Both Depth Hints and MonoResMatch propose to use cheap stereo GT to build up monodepth dataset. Depth Hints uses multiple param setup to obtain an averaged proxy label and use a soft (hint) supervision scheme. MonoResMatch uses left-right consistency check to filter out spurious predictions and a traditional hard supervision scheme.

Key ideas

When we have pseudo-label (proxy label), we can use it in the following way
- $l_r$ is photometric reprojection loss, $l_s$ is supervised loss
- self-supervision: $l_r(d)$
- hard supervision: $l_s^{\log L1} (d, h)$
- sum supervision: $l_{sum} = l_r(d) + l_s^{\log L1} (d, h)$
- soft (hint) supervision: $l_{hint} = l_r(d) + l_s^{\log L1} (d, h)$, if $l_r(h) < l_r(d)$, else $l_r(d)$
- hard supervision with uncetainty
Using SGM pseudo-label with conventional supervision scheme actually hurt performance.
For noisy depth, uncertainty prediction is also enabled. This is also used in SfM from SfM. However using uncertainty with hard supervision is still not as good as depth hints in depth prediction.

Technical details

SGM (semi-global matching) as pseudo-label (available in openCV). Randomly sample hyperparameters as guidance.
The only way to deal with local minima seems to be use better formulated loss, or use depth hints.
Postprocessing of depth map: TTA of horizontally flipped image, then average
Depth loss is usually done on 1/d or disparity
log L1 loss: $\log(1 + d_i - h_i )$. It works well with estimated depth (may be noisy)
berHu loss: L1 loss when small, L2 loss when big. Usually used for lidar or SLAM depth, where gradient is the larger of L1 and L2. These depth are more accurate.

Notes

Comparison between logL1 and berHu loss.

max_n = 2
xs = np.arange(-max_n, max_n, max_n/100)
delta = 0.2 * max_n
logl1 = np.log(1 + np.abs(xs))
berhu = np.abs(xs) * (np.abs(xs) < delta) + (xs ** 2 + delta ** 2) / (2 * delta) * (np.abs(xs) >= delta)
plt.plot(xs, logl1, label='logl1')
plt.plot(xs, berhu, label='berhu')
plt.legend()

On why BerHu loss is better suited for depth prediction (from FCRN-depth prediction by Laina et al)
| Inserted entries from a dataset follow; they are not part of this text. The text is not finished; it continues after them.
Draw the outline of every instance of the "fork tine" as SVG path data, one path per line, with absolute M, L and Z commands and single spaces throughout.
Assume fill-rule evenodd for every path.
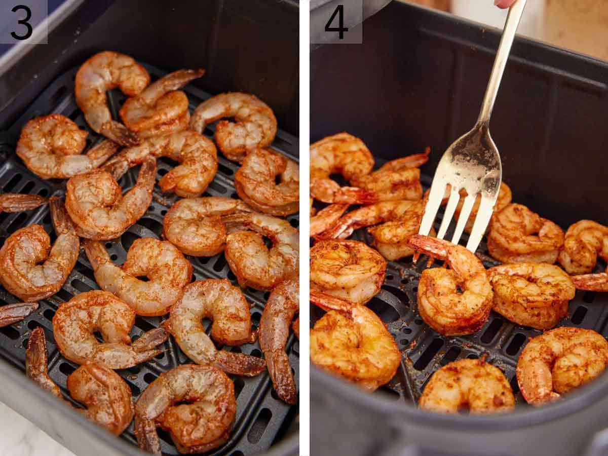
M 479 243 L 482 241 L 483 233 L 486 232 L 488 224 L 489 223 L 490 218 L 494 212 L 494 202 L 492 201 L 492 199 L 482 194 L 479 210 L 477 210 L 477 216 L 473 224 L 473 229 L 469 237 L 469 241 L 466 243 L 466 248 L 473 253 L 475 253 L 477 249 Z
M 424 207 L 424 215 L 423 216 L 422 221 L 420 223 L 420 229 L 418 230 L 418 234 L 424 236 L 429 235 L 445 193 L 445 181 L 443 179 L 435 180 L 434 179 L 433 183 L 430 186 L 430 192 L 429 192 L 429 200 L 426 202 L 426 206 Z
M 465 198 L 465 202 L 462 205 L 460 215 L 458 217 L 458 223 L 456 224 L 454 235 L 452 237 L 452 244 L 458 244 L 460 242 L 460 237 L 462 236 L 462 232 L 465 230 L 466 221 L 469 219 L 469 216 L 471 215 L 471 211 L 473 209 L 473 204 L 475 203 L 477 196 L 477 195 L 469 194 Z
M 446 206 L 446 211 L 443 213 L 443 220 L 441 221 L 441 226 L 439 227 L 439 232 L 437 233 L 438 239 L 443 239 L 447 230 L 447 227 L 450 226 L 452 218 L 454 216 L 454 212 L 456 210 L 456 206 L 458 200 L 460 199 L 460 194 L 456 191 L 454 185 L 450 185 L 450 197 L 447 200 L 447 206 Z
We provide two further intuitions with respect to the difference between L2 and berHu loss. In both datasets that we experimented with, we observe a heavy-tailed distribution of depth values, also reported in [27], for which Zwald and LambertLacroix [40] show that the berHu loss function is more appropriate. This could also explain why [5, 6] experience better convergence when predicting the log of the depth values, effectively moving a log-normal distribution back to Gaussian. Secondly we see the greater benefit of berHu in the small residuals during training as there the L1 derivative is greater than L2’s. This manifests in the error measures rel. and δ1 (Sec. 4), which are more sensitive to small errors.